Andy Andrews has written several best selling inspirational books such as The Traveler’s Gift and The Noticer, but this book (a reissue of one of his earlier books originally published under the title, Island of Saints) will interest people who enjoy history as well as inspiration.

The author maintains the story is essentially true with some of the locations and most of the names changed to protect those involved. Mr. Andrews, who lives on the Gulf Coast in Alabama, found a can buried in his yard with some personal items that appeared to be connected to a WW II sailor. He becomes fascinated with what he found and does some research. Then he begins asking around in his hometown and talks to some older people who relay bits and pieces of their local history.Now I was hooked and had to find out what happened!

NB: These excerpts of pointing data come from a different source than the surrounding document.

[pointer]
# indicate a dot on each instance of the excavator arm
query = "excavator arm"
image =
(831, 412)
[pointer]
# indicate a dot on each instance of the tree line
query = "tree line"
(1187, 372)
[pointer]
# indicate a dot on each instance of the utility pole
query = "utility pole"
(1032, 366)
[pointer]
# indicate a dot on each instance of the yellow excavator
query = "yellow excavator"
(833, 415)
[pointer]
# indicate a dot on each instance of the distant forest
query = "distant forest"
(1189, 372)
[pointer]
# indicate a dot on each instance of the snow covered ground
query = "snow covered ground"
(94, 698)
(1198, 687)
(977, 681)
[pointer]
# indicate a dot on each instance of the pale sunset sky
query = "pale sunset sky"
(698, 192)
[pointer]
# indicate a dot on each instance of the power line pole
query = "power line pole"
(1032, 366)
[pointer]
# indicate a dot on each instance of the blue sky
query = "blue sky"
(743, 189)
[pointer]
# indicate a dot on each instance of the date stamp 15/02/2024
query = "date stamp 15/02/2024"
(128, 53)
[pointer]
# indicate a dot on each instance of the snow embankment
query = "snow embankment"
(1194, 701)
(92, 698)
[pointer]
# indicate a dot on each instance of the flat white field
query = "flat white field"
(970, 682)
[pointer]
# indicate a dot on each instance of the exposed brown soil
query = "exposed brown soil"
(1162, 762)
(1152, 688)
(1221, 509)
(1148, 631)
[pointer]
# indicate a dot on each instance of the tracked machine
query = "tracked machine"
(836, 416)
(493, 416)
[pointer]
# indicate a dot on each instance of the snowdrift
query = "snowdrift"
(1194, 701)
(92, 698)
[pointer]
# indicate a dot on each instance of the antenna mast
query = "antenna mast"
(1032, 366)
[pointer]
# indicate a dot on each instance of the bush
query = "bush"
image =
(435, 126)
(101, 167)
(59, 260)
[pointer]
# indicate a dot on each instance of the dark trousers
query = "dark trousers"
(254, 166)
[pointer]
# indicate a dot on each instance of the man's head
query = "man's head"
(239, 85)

Without giving the whole story away, the author reveals just how close the Germans got to the Gulf coast during WW II and how a chance encounter changes all  the people involved. I was fascinated by a period of history I knew little about and it’s the kind of story that makes you think about what you would do if you were in a similar situation. I also wonder how people of different generations feel about this story. The author has an easy-reading style and there are many situations presented that make you examine your own beliefs and how  you might have reacted. The Heart Mender has elements of suspense, mystery and romance. The book also contains a discussion guide at the end to foster group discussions. I wouldn’t be surprised to see this story become a movie so you may want to read it first!